The way Karl tells it, he was one of the first to use a spey rod on the North. “It solved a lot of problems. I could get where other people couldn’t. But those rods started a lot of problems, too!” In terms of flies, he had to change hook styles because casting bigger rods tore up smaller salmon flies. He went with heavier wire options and started modifying his hooks, bending them to his liking in a vise, filing down the barbs to save the fish. “It’s funny. I just kept at it and pretty soon I started catching more fish. The flies and rods were working but all those old timers were giving me a bunch of crap because of my rod and flies. They said I was breaking tradition. I was using traditional style flies and a spey rod! Doesn’t get more traditional than that. Now look. Almost everybody uses a spey rod down there and you guys are all tying these flies.” As he always does, he laughed at the circumstances, “I think they were jealous! Isn’t that just awful?”

Photo courtesy of Will Conable

While innovating with rods and flies and techniques, Karl helped with the fishery challenges the North faced. He joined the Steamboaters early on. According to their mission statement, this North Umpqua advocacy group was founded to “preserve, promote, and restore the natural production of wild fish populations, especially steelhead, the habitat which sustains them, and the unique aesthetic values of the North Umpqua River for present and future generations.” Karl worked alongside other well-known advocates like the late Frank Moore and Lee Spencer to save the steelhead runs and habitat. He volunteered his time for watershed cleanups, advocated at the state level for better management of fisheries, and still stands as an angler who put their heart into conservation just as much as fishing. When asked about his advocacy, Karl becomes even more humble, as always relying on understatement and humor.

“Oh, there were other guys that did a lot more than me. I just wrote a few letters, made a few phone calls.

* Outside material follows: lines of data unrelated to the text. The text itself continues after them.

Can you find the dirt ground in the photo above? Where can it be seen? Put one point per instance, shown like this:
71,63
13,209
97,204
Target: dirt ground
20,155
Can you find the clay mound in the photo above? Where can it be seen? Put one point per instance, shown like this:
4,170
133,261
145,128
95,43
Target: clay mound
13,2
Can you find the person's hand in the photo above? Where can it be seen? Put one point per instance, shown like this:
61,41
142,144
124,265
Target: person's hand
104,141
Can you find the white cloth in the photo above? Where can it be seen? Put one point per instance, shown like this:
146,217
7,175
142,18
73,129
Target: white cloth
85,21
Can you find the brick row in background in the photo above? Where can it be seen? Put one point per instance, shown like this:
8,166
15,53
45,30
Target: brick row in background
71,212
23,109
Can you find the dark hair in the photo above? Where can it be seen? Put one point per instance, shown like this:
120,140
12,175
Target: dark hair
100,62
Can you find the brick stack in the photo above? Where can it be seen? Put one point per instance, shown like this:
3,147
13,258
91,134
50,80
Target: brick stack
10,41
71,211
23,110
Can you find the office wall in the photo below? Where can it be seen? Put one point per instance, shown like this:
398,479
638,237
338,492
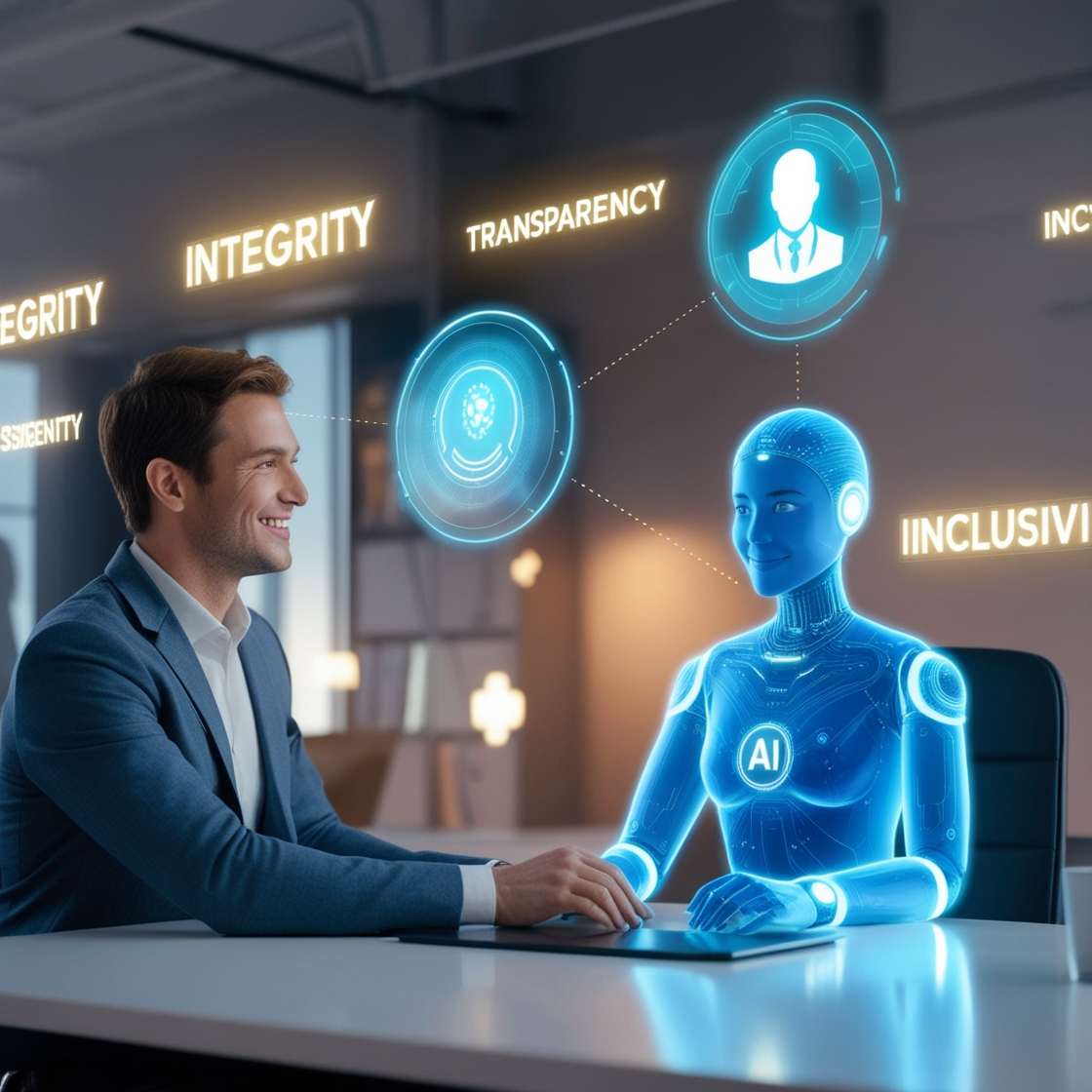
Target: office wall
965,374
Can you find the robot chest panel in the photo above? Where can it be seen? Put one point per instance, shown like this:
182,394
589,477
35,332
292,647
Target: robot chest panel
824,734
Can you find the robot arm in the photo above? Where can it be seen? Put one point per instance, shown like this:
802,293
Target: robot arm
936,810
671,792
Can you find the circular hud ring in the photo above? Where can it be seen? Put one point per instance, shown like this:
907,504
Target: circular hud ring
800,220
484,427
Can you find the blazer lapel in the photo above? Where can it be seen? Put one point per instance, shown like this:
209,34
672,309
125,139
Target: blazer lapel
174,645
271,722
176,648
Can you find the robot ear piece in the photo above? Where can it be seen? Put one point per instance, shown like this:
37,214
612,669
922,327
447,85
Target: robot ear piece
852,508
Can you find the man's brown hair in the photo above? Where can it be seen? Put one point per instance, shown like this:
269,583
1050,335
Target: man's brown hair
170,409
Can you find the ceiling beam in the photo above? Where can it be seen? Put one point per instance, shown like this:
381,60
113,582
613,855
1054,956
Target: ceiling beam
38,36
314,78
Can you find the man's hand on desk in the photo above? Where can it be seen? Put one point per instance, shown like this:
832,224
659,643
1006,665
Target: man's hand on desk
566,881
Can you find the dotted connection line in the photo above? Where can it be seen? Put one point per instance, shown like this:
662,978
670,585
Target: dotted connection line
658,534
642,344
319,416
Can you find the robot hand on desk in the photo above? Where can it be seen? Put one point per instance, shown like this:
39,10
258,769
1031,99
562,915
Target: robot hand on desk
815,734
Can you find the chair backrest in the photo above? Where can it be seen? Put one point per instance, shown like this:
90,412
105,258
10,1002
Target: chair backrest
1016,747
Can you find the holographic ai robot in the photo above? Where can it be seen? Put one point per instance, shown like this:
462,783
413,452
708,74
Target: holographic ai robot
815,734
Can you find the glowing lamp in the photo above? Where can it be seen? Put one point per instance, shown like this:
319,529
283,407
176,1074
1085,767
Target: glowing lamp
339,671
526,567
497,709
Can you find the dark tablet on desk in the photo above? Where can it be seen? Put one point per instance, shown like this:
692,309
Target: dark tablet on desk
588,938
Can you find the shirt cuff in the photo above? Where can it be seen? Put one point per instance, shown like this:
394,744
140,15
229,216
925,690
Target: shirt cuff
480,894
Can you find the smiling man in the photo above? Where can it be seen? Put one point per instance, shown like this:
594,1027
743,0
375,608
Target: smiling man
150,764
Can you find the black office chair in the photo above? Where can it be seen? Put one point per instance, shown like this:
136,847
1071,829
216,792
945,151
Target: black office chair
1016,746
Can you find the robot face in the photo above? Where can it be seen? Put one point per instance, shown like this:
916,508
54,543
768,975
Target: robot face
786,528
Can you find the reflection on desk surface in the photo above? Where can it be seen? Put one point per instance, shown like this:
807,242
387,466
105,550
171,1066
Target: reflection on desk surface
944,1006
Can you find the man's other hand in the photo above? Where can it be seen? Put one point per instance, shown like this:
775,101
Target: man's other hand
566,881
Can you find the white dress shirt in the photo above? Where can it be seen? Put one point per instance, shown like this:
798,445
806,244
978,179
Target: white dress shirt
216,646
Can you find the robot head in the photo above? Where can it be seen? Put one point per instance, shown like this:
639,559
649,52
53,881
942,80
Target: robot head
800,488
795,189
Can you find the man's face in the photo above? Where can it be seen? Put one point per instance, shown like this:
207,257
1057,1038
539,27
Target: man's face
239,519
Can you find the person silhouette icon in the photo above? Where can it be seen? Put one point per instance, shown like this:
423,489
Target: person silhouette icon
800,249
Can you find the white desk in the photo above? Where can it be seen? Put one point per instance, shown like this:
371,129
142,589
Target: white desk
964,1004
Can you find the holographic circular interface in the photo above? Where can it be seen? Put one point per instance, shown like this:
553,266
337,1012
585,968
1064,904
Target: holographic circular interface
800,220
484,427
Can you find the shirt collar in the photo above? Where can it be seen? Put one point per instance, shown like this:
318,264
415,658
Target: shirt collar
805,238
196,620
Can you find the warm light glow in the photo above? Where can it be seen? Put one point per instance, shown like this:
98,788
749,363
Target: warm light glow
1013,528
1072,219
526,567
51,314
339,671
583,212
39,434
497,710
287,243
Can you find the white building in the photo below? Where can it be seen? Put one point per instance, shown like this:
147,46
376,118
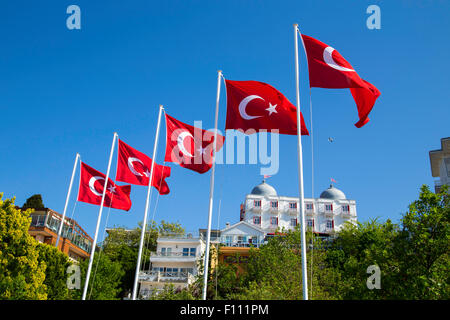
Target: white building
175,261
242,234
264,208
440,164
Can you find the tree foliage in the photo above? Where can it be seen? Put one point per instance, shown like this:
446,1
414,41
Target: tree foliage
22,274
56,271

“You know, I did send the governor a few of my flies when we were trying to get the North to have a fly fishing only section reinstated. I sent him a letter and some flies, and wouldn’t you know it, the fly fishing only sections returned!”

At this point I tried to call his bluff. He just smiled and the next week dropped off a copy of a letter from Governor John A. Kitzhaber, complete with the Oregon State Seal, addressed to Mr. Karl Alleger. The final line of the letter reading, “Thank you for your enthusiastic support of Oregon’s wild fish populations, and thank you for the steelhead flies. I hope to put them to use this summer.” Turns out some fish stories are worth believing, and some flies catch more than just fish.

As the interview began to slow and the rain started to abate, I asked Karl what he thought of the river now, how it’d changed since he’d started fishing it. His faraway look came back to his eyes, sincerity swam with his words. He talked about the North being a proving ground for steelheaders saying, “If you can catch a winter fish there, you can catch one anywhere.” He talked about the North’s struggles with “that damn Winchester dam,” its fish-killing legacy, and how it needs to go. He talked about how the river has gone from “the pride of Oregon’s summer and winter steelhead runs” to a “river on the mend.” In typical Karl fashion, though, he didn’t dwell on the downside. Looking around the room, he saw everyone was listening now. He does that sometimes—holds the room out of quiet authenticity, out of sheer honesty.

“That river’s a special place. I have faith it’ll come back. There is a whole new group, the ‘not Karl’ group jumping in, standing up for the river that are gonna save it. They have the knowledge, drive, and scientific background. They’re the future of the river.” He sips his beer, smiles, and says “isn’t that just awful?”